Un campesino cubano tenía una finca. En esa finca tenía ovejas. Y un día se las robaron. La anécdota, contada sin adornos, funciona como un parte de guerra del país real: no es un cuento infantil, sino el tipo de historia que hoy circula de boca en boca porque explica, en una sola escena, por qué la comida escasea y por qué producir se ha vuelto una apuesta contra el cansancio y el miedo en la isla. La historia, según Mission Network News, la trasladó Scott Clifton, de FARMS International, a partir del testimonio directo de uno de sus contactos en la isla.
Lo que vino después es todavía más revelador. Durante años, muchos agricultores araron con tractores; cuando el combustible se encareció hasta volverse inaccesible, cambiaron de estrategia y pasaron a usar bueyes para tirar del arado. Entonces también les robaron los bueyes. El robo, en ese relato, no aparece como un delito aislado, sino como el síntoma de una desesperación extendida: la gente busca comida donde sea, y la finca —con animales, cosecha, herramientas— se vuelve un objetivo obvio en un entorno de hambre, inflación y escasez.
La violencia silenciosa de esos robos no se mide solo por el valor de lo sustraído, sino por el efecto en cadena. Si desaparece el animal, se pierde el trabajo invertido, se retrasa la siembra, cae la cosecha y el productor queda más expuesto al siguiente golpe. Clifton describe una espiral difícil de romper: es caro producir, es caro importar y, cuando el agricultor pierde su base mínima de medios, el país se queda sin una de las pocas respuestas posibles a la crisis alimentaria. “Se están quedando sin opciones”, resume, al explicar que algunos se van y otros se quedan por familia, comunidad y arraigo, pero con menos margen cada mes.
Esa sensación de callejón sin salida, además, no es nueva ni exclusiva de fuentes externas. En Juventud Rebelde, diario oficialista, el periodista José Alejandro Rodríguez ha publicado durante años cartas y denuncias que dejan ver el mismo patrón: faltan insumos, falla el combustible, el control se rompe y el productor termina pagando el costo de una cadena institucional que no responde a tiempo.
En 2015, por ejemplo, una queja desde una unidad cooperativa en Villa Clara hablaba de irregularidades, de “robo de petróleo” dentro del propio circuito productivo y de cómo la falta de combustible impedía trasladarse a las áreas de trabajo, afectando directamente los resultados y el ingreso de los trabajadores. El título de la nota lo decía todo: ASI NO SE PUEDE TRABAJAR.
Y cuando el problema no es el robo en el surco, es el dinero que no llega a la mano del campesino. En 2019, otra carta publicada en esa misma columna relataba que un productor de Granma vendió reses por 14.600 CUP a una empresa estatal y pasaron más de seis meses sin que le pagaran; la explicación que recibieron fue, lisa y llanamente, que no había financiamiento y que existían deudas millonarias con la cooperativa. El mensaje práctico para cualquiera que quiera producir es devastador: incluso cumpliendo, el pago puede convertirse en una promesa sin fecha.
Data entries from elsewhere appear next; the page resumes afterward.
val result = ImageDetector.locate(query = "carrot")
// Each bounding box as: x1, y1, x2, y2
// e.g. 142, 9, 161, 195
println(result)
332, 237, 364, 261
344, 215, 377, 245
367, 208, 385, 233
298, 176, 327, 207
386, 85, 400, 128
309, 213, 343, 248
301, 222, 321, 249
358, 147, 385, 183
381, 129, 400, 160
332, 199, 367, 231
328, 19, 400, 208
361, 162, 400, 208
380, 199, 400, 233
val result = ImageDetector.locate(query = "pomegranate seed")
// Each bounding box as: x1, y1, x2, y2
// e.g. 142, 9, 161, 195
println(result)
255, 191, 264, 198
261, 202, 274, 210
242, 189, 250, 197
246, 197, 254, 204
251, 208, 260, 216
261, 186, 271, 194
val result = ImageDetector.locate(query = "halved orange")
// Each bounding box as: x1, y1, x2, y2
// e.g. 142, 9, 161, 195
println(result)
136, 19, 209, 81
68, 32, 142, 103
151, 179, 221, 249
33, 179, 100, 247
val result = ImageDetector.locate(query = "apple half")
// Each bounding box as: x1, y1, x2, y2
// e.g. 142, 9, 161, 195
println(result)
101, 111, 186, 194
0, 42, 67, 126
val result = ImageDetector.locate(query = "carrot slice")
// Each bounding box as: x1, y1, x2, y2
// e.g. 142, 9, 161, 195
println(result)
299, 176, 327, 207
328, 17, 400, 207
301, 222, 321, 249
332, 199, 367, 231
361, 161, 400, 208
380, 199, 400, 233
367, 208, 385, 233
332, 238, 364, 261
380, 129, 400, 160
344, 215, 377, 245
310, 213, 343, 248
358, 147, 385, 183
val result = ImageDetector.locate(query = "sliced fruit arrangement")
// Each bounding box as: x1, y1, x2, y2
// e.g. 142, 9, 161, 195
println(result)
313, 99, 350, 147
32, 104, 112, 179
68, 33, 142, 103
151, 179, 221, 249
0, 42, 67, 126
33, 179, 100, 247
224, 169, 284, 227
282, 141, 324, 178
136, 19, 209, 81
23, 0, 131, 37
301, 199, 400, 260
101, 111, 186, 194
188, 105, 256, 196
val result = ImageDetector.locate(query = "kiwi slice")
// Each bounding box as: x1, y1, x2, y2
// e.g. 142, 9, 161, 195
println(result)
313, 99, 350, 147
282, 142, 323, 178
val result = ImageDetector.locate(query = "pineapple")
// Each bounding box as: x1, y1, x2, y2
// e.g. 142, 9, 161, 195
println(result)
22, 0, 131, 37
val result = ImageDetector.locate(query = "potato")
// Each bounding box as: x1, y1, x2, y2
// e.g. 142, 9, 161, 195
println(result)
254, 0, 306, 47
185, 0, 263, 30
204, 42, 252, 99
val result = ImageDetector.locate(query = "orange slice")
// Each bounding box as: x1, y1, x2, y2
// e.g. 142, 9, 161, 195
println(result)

Entre robos por hambre, combustible prohibitivo y pagos que se evaporan en trámites, el campo cubano se queda sin herramientas y sin confianza. Y cuando producir deja de ser viable, la escasez deja de ser un accidente: se convierte en el resultado previsible de un país que, cada vez más, le pide a sus agricultores que resistan sin garantías.